It all started with a whiteboard filled with options. For almost 10 years, we had recorded and watched lessons from hundreds of diverse classrooms across the United States. What we saw in those lessons intrigued us. They didn't resemble the "teacher tells, students practice" traditionalism prevalent in the 1970s and 1980s, but neither did we see many lessons that engaged students at high levels of thinking and reasoning. We also saw marked variability in other dimensions of instruction, like teacher use of student ideas, teachers' and students' use of academic language, and the focus on mathematical meaning and practices.
Over time, we worked to develop an observational tool, the Mathematical Quality of Instruction (MQI), that would capture these and other dimensions of mathematics classrooms; then we trained several dozen teachers and former teachers to score those videotaped lessons using the observational tool. These raters' testimonials—unsolicited by us—that using the MQI and watching video had resulted in important changes in their own teaching led us to think about using the instrument in a similar way with classroom teachers. The overly full whiteboard was the result of brainstorming how such a learning opportunity would best work.
From the start of the brainstorming meeting, it was clear that we had more questions than answers. How might watching and rating lessons on video prompt teacher learning? Should teachers watch and score their own teaching, or should they use stock videos from our library? Should we give teachers the master scores that expert raters gave the clips, or should we let groups come to their own understanding? To what extent could teachers take on the learning process themselves?
In many ways, these inquiries revolve around an age-old question: When is a facilitator or trainer useful, and when is teacher-led professional learning more effective? Many of us felt strongly that instructional practice could be improved if teachers engaged in serious, evaluative conversations about teaching—but that having a facilitator attached to each group may work against this goal. We also knew we wanted teachers to begin with the list of important practices suggested by the observation instrument, deeply internalize this list of practices, and then develop and use their own ideas about how to apply them in their instruction. But how could we do that?
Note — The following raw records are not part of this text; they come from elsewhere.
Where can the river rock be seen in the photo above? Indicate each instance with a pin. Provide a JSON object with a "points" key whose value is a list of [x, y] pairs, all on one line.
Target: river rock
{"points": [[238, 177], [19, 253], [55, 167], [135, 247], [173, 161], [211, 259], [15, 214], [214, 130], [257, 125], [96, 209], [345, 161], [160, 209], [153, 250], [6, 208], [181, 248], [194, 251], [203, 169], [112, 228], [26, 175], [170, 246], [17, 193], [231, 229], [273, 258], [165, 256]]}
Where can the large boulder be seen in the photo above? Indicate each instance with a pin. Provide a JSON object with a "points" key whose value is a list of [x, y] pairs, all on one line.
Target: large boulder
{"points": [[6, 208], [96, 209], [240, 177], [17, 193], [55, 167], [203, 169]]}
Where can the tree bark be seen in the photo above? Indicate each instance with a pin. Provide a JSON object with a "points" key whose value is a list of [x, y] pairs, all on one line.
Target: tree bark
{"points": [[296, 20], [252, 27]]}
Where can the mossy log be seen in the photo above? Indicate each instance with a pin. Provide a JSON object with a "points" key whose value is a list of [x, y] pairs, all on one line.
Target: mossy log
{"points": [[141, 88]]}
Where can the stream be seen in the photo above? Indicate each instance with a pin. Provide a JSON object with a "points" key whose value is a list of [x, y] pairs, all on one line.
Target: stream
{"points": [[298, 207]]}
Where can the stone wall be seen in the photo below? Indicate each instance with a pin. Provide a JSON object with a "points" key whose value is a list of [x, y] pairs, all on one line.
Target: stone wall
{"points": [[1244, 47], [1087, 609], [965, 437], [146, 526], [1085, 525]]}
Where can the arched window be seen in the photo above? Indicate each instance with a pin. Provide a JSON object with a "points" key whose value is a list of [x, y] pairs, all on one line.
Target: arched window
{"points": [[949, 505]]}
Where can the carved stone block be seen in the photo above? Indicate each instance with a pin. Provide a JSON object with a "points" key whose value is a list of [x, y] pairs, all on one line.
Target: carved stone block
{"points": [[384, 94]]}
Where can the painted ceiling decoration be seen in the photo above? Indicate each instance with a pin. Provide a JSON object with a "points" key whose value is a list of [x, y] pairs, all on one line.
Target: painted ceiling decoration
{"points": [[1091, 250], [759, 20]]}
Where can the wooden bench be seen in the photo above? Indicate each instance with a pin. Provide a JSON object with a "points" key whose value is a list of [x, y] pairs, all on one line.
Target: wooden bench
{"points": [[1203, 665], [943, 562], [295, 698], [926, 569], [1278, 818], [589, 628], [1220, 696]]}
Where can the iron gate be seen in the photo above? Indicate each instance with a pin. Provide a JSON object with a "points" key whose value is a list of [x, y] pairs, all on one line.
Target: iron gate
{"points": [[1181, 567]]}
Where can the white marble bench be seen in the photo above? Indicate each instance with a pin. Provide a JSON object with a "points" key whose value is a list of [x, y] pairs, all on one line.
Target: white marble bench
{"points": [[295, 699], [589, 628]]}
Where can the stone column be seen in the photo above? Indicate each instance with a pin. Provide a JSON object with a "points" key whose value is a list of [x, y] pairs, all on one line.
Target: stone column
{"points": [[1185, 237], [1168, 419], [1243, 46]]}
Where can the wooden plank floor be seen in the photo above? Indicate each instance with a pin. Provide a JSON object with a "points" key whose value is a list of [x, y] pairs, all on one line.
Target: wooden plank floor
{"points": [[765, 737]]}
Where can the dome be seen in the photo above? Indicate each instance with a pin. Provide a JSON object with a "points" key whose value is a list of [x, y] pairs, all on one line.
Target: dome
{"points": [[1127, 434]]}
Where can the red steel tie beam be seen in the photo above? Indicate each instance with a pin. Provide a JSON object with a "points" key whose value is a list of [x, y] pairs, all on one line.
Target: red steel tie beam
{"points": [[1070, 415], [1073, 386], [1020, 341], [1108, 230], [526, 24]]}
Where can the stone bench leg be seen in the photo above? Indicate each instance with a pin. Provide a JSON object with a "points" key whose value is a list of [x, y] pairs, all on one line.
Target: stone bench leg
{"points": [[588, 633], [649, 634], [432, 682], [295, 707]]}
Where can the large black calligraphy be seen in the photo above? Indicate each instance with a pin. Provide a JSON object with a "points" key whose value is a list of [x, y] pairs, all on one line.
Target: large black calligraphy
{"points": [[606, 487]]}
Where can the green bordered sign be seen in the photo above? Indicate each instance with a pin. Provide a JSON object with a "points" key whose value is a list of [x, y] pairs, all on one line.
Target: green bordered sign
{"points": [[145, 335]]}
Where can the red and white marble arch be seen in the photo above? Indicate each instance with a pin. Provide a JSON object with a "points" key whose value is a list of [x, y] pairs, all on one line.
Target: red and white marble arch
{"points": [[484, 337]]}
Despite optimism regarding teacher professional learning communities and collaborative professional development, empirical evidence has been mixed. Previous studies of video clubs suggested that simply bringing teachers together to watch a video would not necessarily result in deep discussions (van Es & Sherin, 2008). Likewise, having teachers show their own lessons to others sometimes resulted in superficial conversations (MacDonald, 2011). Our previous experience suggested that even with an organized method for analyzing stock or personal footage, misinterpretations were bound to occur, especially when participants held strong views of teaching or lacked adequate mathematical knowledge.
Which Works Best?
We suspected that we were not alone in having a whiteboard full of questions. Teachers, school leaders, and district curriculum coordinators and coaches likely go through the same process, trying to envision the most effective way to roll out new lessons, standards, curriculum materials, and instructional techniques. Scholars have written about working with teachers and videos, and a few even contrasted situations in which teachers used their own videos or watched stock video (Seidel, Stürmer, Blomberg, Kobarg, & Schwindt, 2011; Zhang, Lundeberg, Koehler, & Eberhardt, 2011). Others have been interested in the question of whether more organically led groups could be as effective as heavily facilitated groups (Calandra, Gurvitch, & Lund, 2008; Saxe & Gearhart, 2001; van Es & Sherin, 2006). We decided to try out each option with a different group of teachers, in a kind of mini-experiment.
Piloting, 1.0
Before bringing the professional development to those different groups, we conducted a first-round pilot with a group of 12 very tolerant teachers and math coaches. Doing so gave us an opportunity to develop materials and see teachers' reactions to those materials before beginning our mini-experiment.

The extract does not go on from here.